Ice storm

Some personal observations by Erik Sandblom


Freezing rain of eastern Canadian calibre can make a young tree bend over double.

I know because the tree on my way to school, on the corner of South Park and Victoria in southend Halifax, used to bend over double when there was lots of freezing rain. I have experienced winter in Montréal, Halifax, Vienna, Stockholm and Gothenburg. Only in eastern Canada can you actually talk about "ice storms". They don't seem to happen anywhere else.

Last week's ice storm was the worst on record and forced many Montrealers into temporary shelters, as electric heating failed. Attempting to use other heat sources, some people overtaxed their fire places and set fire to their homes, or were poisoned by gas stoves.

The storm is only expected to make a small dent in Hydro-Québec's profit, the province's huge utility. Electricity from Hudson's Bay is one of the province's key industries, though not as glamorous as the pharmaceuticals industry in Montréal. In fact, the Hudson's Bay project has unglamorously, unethically and brutally drowned many Indian burial sites under water.

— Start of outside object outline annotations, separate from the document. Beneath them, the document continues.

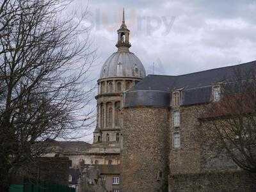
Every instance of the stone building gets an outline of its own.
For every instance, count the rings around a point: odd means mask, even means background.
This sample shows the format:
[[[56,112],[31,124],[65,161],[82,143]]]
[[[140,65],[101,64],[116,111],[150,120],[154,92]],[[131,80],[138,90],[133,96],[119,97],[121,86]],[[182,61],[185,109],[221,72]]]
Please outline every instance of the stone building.
[[[56,143],[56,147],[52,146],[52,152],[46,155],[52,156],[58,152],[61,156],[68,157],[72,160],[73,172],[74,169],[82,168],[79,172],[84,176],[80,177],[83,184],[79,185],[86,186],[88,191],[120,191],[120,150],[123,142],[120,113],[122,93],[135,86],[146,76],[140,59],[129,51],[131,47],[129,33],[125,23],[124,11],[122,22],[117,30],[117,51],[103,64],[97,81],[97,125],[93,143],[59,141]],[[77,145],[83,145],[83,148]],[[90,178],[92,174],[88,174],[89,170],[97,173],[93,174],[92,178]],[[100,182],[98,182],[98,179],[102,180]]]
[[[129,51],[129,32],[123,13],[118,50],[97,81],[93,144],[61,152],[72,169],[81,169],[83,184],[92,191],[255,191],[250,176],[227,157],[205,159],[207,149],[195,140],[195,114],[198,106],[221,98],[220,84],[235,68],[250,71],[256,61],[146,77]]]
[[[194,134],[198,108],[218,102],[221,83],[235,69],[254,71],[256,61],[148,75],[123,93],[122,191],[255,191],[248,173],[227,156],[205,159],[207,148]]]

I flew back to Sweden from Halifax after the holidays last Saturday (the 10th of Jan.), with the help of anti-freeze spray on the plane's wings. When I sat in the plane on the runway in the dark of the evening, I saw this light coming at us. I thought, if that light is from a plane, then that plane is going to land on the plane I'm sitting in. It turned out the light was from one of those man-lift things, where a guy hosed us down with white gooey stuff ;-). But the light was coming from an oblique angle, looked exactly like a plane landing. I know because a plane did land just before we were de-iced.

Then the antifreeze guy came round once more, hosing us down with something more like water. Then the wings started steaming. They kept on steaming as we raced down the runway and took off. Then I thought, how long does that antifreeze stuff last? If the plane is going through thick fog at -2C, at 300 km/h, won't the antifreeze dribble off, to be replaced by icy fog?

... Well, I'm here now...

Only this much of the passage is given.